Rund 1.300 junge Menschen befragte Holger Rust in den vergangenen neun Jahren, um mehr über die Führungskräfte der Zukunft zu erfahren. Rust ist Professor für Soziologie an der Universität Hannover und hat seine Ergebnisse gerade im Buch "Die Dritte Kultur im Management. Ansichten und Absichten der nächsten Führungsgeneration" veröffentlicht.
Dafür sprach Rust mit Studierenden und Young Professionals mit der deutlich erkennbaren Absicht, wirtschaftliche Karriere zu machen. Die Studenten kamen aus den Bereichen Wirtschaftswissenschaften, Ingenieurswissenschaften und Informationstechnologie. Die Young Professionals arbeiten in Unternehmensbereichen, die als klassische Einstiege in Führungslaufbahnen gelten.

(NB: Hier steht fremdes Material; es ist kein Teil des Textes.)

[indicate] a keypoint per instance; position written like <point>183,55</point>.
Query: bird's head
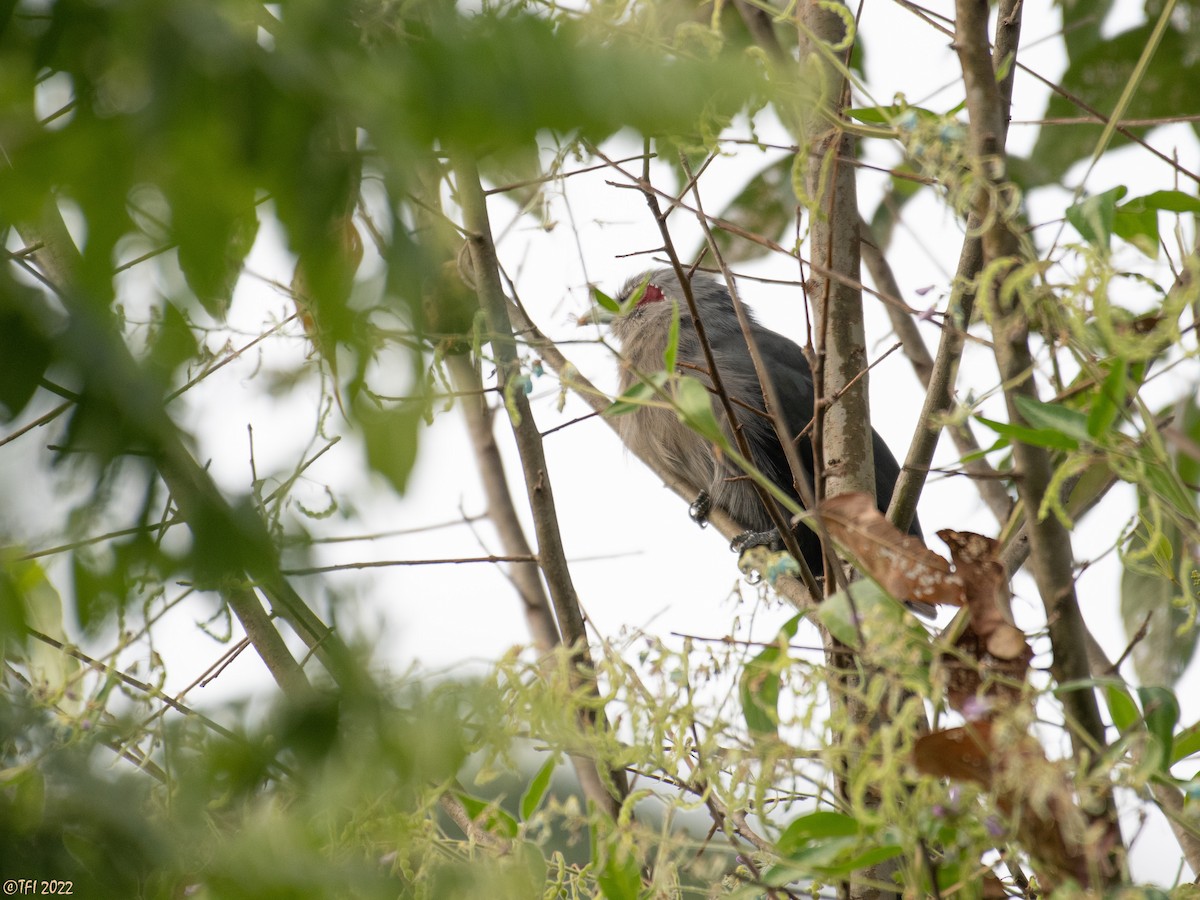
<point>646,304</point>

Bei seiner Forschung zu den Ansichten und Absichten der kommenden Führungsgeneration verfolgte Rust folgende Fragen: Wie sehen die Befragten die ideale Führungskraft von morgen? Welche ethischen Standards, welche persönlichen Wünsche und Träume sind ihnen wichtig? Was halten sie vom amtierenden Management?

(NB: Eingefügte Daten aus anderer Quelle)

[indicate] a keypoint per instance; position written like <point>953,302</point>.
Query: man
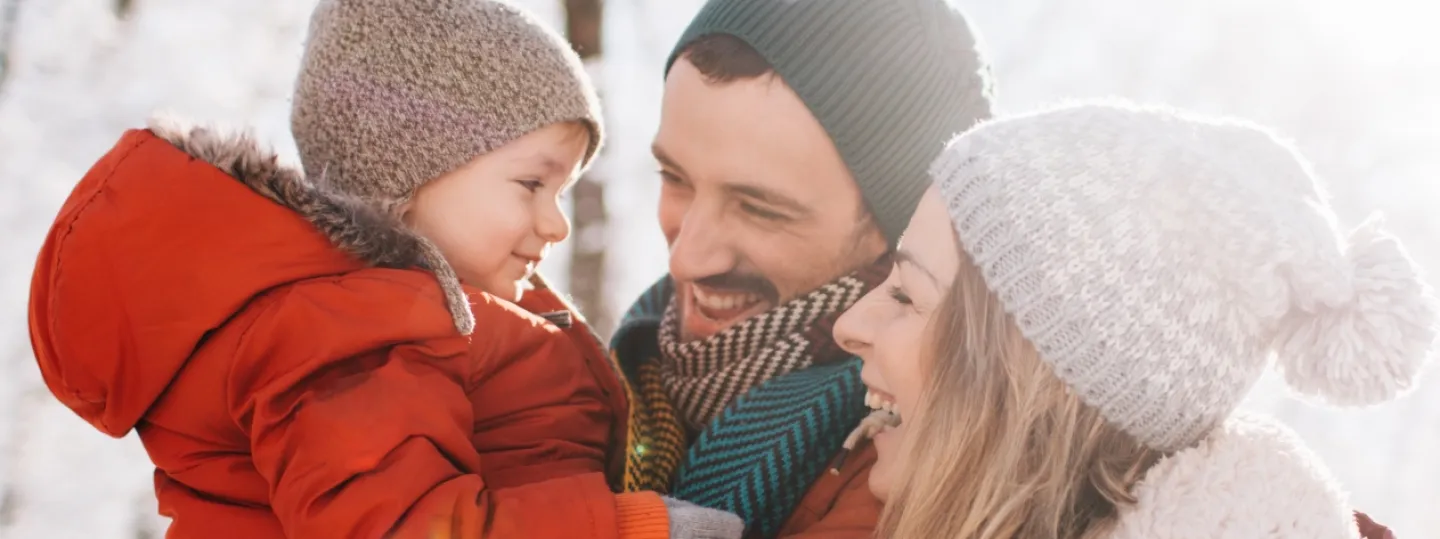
<point>794,144</point>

Für eine Kernfrage der Studie entwarfen die Befragten anhand einer Kriterienliste von 22 Eigenschaften ihr Profil einer idealen Führungskraft der Zukunft. Das Ergebnis stellt mitarbeiterorientierte Sozialkompetenzen heraus. Die Befragten nannten Inspirationsfähigkeit, Ermutigung, Lern- und Kommunikationsbereitschaft.
Schlechtes Zeugnis für amtierende Chefs
Davon ausgehend leitet Rust ab, dass ein solcher Führungsstil als ein allgemeines Zeichen der Attraktivität gewertet wird. In einem solchen Unternehmen arbeiten Mitarbeiter gerne und langfristig. Der Studienautor empfiehlt Unternehmen, sich insbesondere auf die Personalarbeit und öffentliche Darstellung zu fokussieren, um ihre Werte- und Zukunftsorientierung im Allgemeinen zu dokumentieren.

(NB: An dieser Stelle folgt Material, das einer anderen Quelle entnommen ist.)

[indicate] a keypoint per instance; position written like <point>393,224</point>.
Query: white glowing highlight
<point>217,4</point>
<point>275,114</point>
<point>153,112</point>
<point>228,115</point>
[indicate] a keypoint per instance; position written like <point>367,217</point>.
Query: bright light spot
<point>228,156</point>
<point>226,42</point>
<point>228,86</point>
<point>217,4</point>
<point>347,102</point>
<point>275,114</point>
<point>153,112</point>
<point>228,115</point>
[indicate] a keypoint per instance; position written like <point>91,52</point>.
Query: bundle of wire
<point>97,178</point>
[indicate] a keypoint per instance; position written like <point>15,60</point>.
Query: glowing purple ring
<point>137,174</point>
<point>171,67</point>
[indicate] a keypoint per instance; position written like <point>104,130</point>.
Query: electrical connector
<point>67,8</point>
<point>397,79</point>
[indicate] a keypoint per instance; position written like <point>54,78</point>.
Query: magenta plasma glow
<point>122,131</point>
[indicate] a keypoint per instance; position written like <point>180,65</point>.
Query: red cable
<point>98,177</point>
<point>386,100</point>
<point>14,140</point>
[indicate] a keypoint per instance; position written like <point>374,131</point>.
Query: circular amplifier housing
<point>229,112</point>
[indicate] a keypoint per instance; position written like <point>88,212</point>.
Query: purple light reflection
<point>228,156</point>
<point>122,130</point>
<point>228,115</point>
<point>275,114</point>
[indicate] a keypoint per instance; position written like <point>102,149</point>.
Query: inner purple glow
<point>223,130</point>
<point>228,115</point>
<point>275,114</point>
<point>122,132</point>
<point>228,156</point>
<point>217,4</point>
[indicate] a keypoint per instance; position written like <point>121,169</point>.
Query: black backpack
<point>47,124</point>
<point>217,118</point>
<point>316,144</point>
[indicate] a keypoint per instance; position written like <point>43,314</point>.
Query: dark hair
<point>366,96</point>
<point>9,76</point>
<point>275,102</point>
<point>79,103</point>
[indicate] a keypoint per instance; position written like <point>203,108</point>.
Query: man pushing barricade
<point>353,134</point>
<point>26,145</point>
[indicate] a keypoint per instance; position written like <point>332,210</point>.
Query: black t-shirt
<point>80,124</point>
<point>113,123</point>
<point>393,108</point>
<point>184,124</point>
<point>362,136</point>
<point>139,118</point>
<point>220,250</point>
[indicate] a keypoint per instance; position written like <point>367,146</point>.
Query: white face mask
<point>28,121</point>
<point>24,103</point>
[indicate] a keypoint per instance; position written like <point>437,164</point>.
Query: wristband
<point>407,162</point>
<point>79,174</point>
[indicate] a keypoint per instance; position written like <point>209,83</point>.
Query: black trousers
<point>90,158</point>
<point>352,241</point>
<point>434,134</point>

Für eine weitere Frage sollten sich die Befragten selbst einschätzen. Das Ergebnis zeigt, dass Studierende und Young Professionals über ein ausgeprägtes Selbstbewusstsein verfügen. Sie trauen sich insgesamt zu, die Anforderungen zu erfüllen, die an eine ideale Führungspersönlichkeit der Zukunft gestellt werden.
Schließlich haben die Befragten für Rust ein Profil ihrer amtierenden Führungskraft entworfen. Der Vergleich mit der idealen Führungskraft der Studierenden und Young Professionals zeigt, dass besonders mitarbeiterorientierte Handlungsoptionen wie Ermutigung, Kommunikation und Lernbereitschaft bei amtierenden Chefs schlecht bewertet werden. Bei betriebswirtschaftlich-pragmatischen Kompetenzen wie Organisationstalent, Intelligenz und analytischem Geschick ist der Unterschied zwischen dem realen und dem idealen Chef kleiner.
Ein weiteres Studienergebnis lautet, dass Work-Life-Balance in neuem Licht gesehen werden sollte. Die Befragten wünschen sich dafür nämlich nicht nur einen Betriebskindergarten, sondern die Harmonie von beruflichen und privaten Wertevorstellungen. Schafft ein Arbeitgeber diese Harmonie, sind die Studierenden und Young Professionals zu langfristiger Loyalität und hohem Engagement bereit.
Holger Rust ist Professor am Institut für Soziologie der Leibniz Universität Hannover. Im Oktober 2009 ist sein Buch "Die Dritte Kultur im Management. Ansichten und Absichten der nächsten Führungsgeneration" im Verlag Sozialwissenschaften erschienen. Daraus stammen die Ergebnisse zur Befragung zum Thema Führungskräfte der Zukunft.